Minha vontade é tosca,
o meu silêncio é bravo.
Vocifera lírios,
esbraveja afagos.
O signo me marca em fogo,
faço cruzes com o tremor dos dedos
que se desfazem rápidas
sobre a pressa entrecortada
dos dias.

Depois a navalha corta meus feixes,
as ramas guardadas para alívio.
Meu sangue coagula
e nesse estranho milagre
de vida parada que segue
a terra rompe
e o ar esfria em sinal de perdão.

16 abril 2011

Registro XVI





















Queria um poeminha
com gosto de Deus,
com jeito Dele,
assim,
infinitamente
amoroso.
É quando olho o mar,
mastigo a grandeza
E nunca acabo de louvar.

10 abril 2011

Registro XV

Aos poucos o mar se aproxima.
Seu sargaço, há tantos anos distante,
agora beira a minha ansiedade.
Seu cheiro, sua cor lodacenta,
as gavinhas moles,
feito aranhas gelatinosas,
já roçam meus medos.

Adiante um horizonte azul
limpinho
e corais preciosos
que abraçarão minha chegada.
Aos poucos a praça,
a gente curiosa, a mãe aflita,
suas varizes grossas
e sua circulação interrompida
novamente em fluxo.

Aos poucos o suor de cada dia,
metáforas,
sonhos discorridos,
sabores reencontrados.
Aos poucos poemas com sotaque,
retorno esperado.

09 abril 2011

Registro XIV

O que tenho de saudade
eu não alcanço.
Suspendo a barra da calça
e a onda molha.
Beijo de língua,
labareda salgada
aos pés de minha alma.
Numa tarde ficarei assim:
sol se pondo no rosto franzido
sem entender porque fui embora.

07 abril 2011

Registro XIII







Eita vago que não cabe no bolso,
na perna, na intenção!
Um tamanho que não alcanço
nem com pulo de atleta forte e viçoso.
Silêncio sujo de boi ruminando erva.
Diante dos meus olhos,
uma solidão se costura à paisagem
concreta da cidade.
É em mim que transpassa a agulha fina,
como em linho preso, amassado.
Pregas de estanho, bússolas desenganadas,
cacos de cor, vidro opaco na calçada.
Vitral de tudo o que tenho,
tudo o que vejo, tudo o que cheiro,
tudo o que bocejo.
Colcha de delírio molhado
de sexo a noite, mão solitária,
sono sem sonho.
Não consigo cheirar a fumaça
do cigarro ao lado.
Não consigo respirar limpo nos campos.
Onde meu lugar se encontra
nessa hora transtornada?
Eita que tristeza encalhada!

06 abril 2011

Registro XII




















– Eu vi montanhas, Caio.

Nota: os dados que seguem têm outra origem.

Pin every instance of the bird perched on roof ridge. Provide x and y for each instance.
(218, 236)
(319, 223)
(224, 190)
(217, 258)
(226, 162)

Vi nuvens e anjos.
   Eram uns prados verdes, pedras altas.
   Tocavam Deus aquelas durezas agudas, rugosas.

         •   E os anjos?

 – Eu vi uns rasteiros cobrindo as pedras.
   E eram asas de anjos.

         •   Anjos caídos?
– Não, anjos libertos. Homens com aquilo de serem
   mortais.

            Então, morreram os anjos?

– Disseram que era assim mesmo, que os anjos vivem
   um tempo com asas e tudo, são imortais.
   Prendem-se ao céu para purificarem os pecados
   e apurarem os desejos. Aos poucos perdem a leveza
   e as asas, não fazem mais sentido. Caem na terra
   e viram musgo de montanha, crisálidas rompidas
   nos pastos. Depois viram homens com aquilo
   de serem mortais e de terem, simultaneamente,
   um escuro e uma luz.

            Purificaram os desejos e apuraram os pecados... 
             Isso tira a leveza dos anjos?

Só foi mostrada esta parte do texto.